Having to sit down for Thanksgiving dinner and listen to relatives rant about their lives is a little too much for me. I just want to sit and eat my food in peace without having to talk in a fake, overly animated voice to my relatives, giving them a rant of my own. I’m trying to eat my food at the speed of light so I can get out of there and go back to hiding in my room in peace. I have Hawkeye to watch. Maybe it’s just my family life, but I doubt I’m the only one. I might be a bit of a cynic, but I don’t enjoy re-telling my life story for a family member, censoring the things they don’t need to know, and repeating stories they’ve already heard because I haven’t seen them in varying lengths of time.

And I’m sorry, but which great aunt is divorced now, and which family members aren’t vaccinated? Which sisters or sister-in-laws started fighting like pathetic little toddlers because they’re still holding onto childhood grudges? Oh, what’s that you say? My cousin is engaged to the same guy again? Which family member has switched over to the ‘dark side’ of being Democrat or Republican? I’m sick of it. All of it. The drama unfurls because we insist on getting together to share the holidays with our family members, and while we do love them, it makes me wonder. How in the hell are we supposed to fight the complete and utter dysfunction that seems to become the most apparent around the holidays? Now don’t get me wrong, holiday traditions are amazing, but is it really necessary to pretend that we’re all happy to see each other and that our lives are perfect?

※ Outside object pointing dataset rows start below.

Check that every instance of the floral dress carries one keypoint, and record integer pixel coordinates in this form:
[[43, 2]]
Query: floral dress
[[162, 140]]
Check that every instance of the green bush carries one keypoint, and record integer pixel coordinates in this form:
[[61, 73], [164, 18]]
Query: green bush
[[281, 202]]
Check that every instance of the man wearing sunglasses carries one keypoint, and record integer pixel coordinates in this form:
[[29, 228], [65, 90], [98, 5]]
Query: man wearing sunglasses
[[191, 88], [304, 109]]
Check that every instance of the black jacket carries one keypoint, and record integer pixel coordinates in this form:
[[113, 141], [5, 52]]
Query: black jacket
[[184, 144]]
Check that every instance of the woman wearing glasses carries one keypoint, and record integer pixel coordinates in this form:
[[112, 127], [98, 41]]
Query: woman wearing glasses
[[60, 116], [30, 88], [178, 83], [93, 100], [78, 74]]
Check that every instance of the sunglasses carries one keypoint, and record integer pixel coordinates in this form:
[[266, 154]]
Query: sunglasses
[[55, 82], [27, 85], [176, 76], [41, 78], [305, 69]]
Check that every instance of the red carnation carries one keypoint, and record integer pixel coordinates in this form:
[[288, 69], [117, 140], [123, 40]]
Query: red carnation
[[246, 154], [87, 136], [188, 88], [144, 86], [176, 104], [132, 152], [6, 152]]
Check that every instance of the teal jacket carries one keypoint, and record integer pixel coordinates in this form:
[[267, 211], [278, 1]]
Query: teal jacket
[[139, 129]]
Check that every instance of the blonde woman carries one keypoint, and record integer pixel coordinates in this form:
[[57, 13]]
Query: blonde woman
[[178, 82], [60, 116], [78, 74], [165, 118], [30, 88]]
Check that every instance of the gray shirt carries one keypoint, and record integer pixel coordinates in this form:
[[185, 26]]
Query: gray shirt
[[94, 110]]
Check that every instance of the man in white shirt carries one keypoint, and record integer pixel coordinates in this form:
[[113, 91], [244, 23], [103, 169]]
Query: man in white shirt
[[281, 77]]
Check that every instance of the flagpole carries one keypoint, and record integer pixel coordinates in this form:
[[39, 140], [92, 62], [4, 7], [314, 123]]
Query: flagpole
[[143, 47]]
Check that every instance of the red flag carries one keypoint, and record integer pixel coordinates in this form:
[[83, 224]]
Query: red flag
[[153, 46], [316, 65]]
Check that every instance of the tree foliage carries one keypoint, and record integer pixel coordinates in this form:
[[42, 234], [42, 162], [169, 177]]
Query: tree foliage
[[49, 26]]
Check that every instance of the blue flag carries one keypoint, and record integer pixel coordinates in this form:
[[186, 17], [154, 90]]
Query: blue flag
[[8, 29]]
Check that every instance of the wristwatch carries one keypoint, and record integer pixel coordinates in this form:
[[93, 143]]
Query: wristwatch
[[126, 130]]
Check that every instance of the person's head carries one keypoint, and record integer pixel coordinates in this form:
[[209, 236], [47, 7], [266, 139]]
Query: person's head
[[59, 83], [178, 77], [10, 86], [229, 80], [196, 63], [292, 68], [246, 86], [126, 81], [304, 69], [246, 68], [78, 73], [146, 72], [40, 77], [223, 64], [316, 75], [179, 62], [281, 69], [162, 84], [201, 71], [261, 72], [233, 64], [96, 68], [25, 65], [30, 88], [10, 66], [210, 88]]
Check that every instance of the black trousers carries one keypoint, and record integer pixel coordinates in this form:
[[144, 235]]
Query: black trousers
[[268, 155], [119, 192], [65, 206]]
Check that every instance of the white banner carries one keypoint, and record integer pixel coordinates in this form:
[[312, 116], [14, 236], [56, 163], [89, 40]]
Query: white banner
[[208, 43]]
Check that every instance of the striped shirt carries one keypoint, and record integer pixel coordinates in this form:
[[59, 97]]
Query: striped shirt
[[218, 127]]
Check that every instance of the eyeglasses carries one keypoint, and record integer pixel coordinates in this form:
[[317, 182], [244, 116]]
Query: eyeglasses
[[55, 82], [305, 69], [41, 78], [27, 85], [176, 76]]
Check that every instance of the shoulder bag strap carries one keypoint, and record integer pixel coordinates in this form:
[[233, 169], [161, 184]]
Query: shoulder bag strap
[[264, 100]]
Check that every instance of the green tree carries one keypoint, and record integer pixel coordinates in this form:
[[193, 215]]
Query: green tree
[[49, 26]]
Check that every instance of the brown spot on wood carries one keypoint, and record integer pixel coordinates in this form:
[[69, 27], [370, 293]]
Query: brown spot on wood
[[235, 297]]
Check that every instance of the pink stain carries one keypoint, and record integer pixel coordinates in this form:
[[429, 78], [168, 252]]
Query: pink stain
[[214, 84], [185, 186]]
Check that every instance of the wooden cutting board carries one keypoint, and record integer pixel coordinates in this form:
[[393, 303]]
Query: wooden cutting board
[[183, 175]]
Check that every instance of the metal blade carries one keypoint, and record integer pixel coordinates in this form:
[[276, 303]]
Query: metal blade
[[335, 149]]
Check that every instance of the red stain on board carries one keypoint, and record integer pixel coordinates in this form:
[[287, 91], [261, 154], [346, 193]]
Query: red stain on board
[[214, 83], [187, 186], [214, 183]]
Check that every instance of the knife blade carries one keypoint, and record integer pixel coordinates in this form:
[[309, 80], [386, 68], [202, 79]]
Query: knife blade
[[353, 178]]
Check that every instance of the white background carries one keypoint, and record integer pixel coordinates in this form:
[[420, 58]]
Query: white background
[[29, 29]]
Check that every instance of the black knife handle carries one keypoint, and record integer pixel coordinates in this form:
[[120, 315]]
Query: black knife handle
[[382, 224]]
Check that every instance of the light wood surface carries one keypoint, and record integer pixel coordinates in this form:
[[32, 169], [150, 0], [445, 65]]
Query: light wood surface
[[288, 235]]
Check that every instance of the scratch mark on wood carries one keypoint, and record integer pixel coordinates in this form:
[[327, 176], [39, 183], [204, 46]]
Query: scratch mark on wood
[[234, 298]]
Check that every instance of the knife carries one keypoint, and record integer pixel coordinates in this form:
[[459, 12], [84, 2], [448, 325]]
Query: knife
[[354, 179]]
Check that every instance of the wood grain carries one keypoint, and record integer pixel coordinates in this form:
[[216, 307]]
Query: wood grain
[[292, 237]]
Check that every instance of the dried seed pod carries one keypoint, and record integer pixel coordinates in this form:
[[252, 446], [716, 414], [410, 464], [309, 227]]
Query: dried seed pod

I love my family, I really do, but there are so many of them that I’m getting confused as to who is who. So to my family, I’m sorry if I hug you at a reunion, acting all happy to see you. Chances are I have no clue who you are and if don’t say your name in conversation, my bad. I’m just wondering, are we even related!? Or are you the best friend of my 5th cousin Larry who is technically adopted? It’s confusing, right? I just genuinely don’t remember anyone who “hasn’t seen me since I was a baby” and is amazed at “how much I’ve grown.” Family, am I right? Since it seems like we’re getting together for the approval of a parent or sibling because of the countless childhood issues left unresolved, would it be more productive to get together for group therapy? Maybe we’d actually get crap done that way. When it comes to family, we shouldn’t have to send out Christmas cards to people our parents are pretty much only Facebook friends with. Do we really need to let them know that our family went to a photoshoot in matching perfect family PJs and took a picture that does a pretty good job of hiding the psychotic truth of what our family truly is? Heck, even the Elf on the Shelf is unstable. (I’ve been traumatized by the Elf so I have full permission to say this. Don’t ask.)

I’ve come to the conclusion that as far as family excursions go, I’m better off without. I like sticking to my happy, fun, (if sometimes hectic) holiday traditions. For me, snowflakes, sugar cookies, and ice skating make the hectic holidays worth the hassle. What I know is that our families dragging us on group outings and activities when they know that we don’t want to be there isn’t fair to any of us and can be more damaging to us in the long run. It’s unfair in situations of divorce to be stuck at a house you don’t want to be at with people you don’t want to be around, a holiday suddenly becoming hell as you try to navigate a traditionally stressful time in an additionally stressful situation. I wouldn’t want to be in a place where I don’t feel like I belong.

I’m tired of being forced into situations with my family members where we’re forced to hide who we actually are. Is it really too much to ask for a little peace and honesty around the holidays? A New Year where we can feel like new people? Honest people, for a change? Maybe this new year, do yourself a merry little favor and get therapy.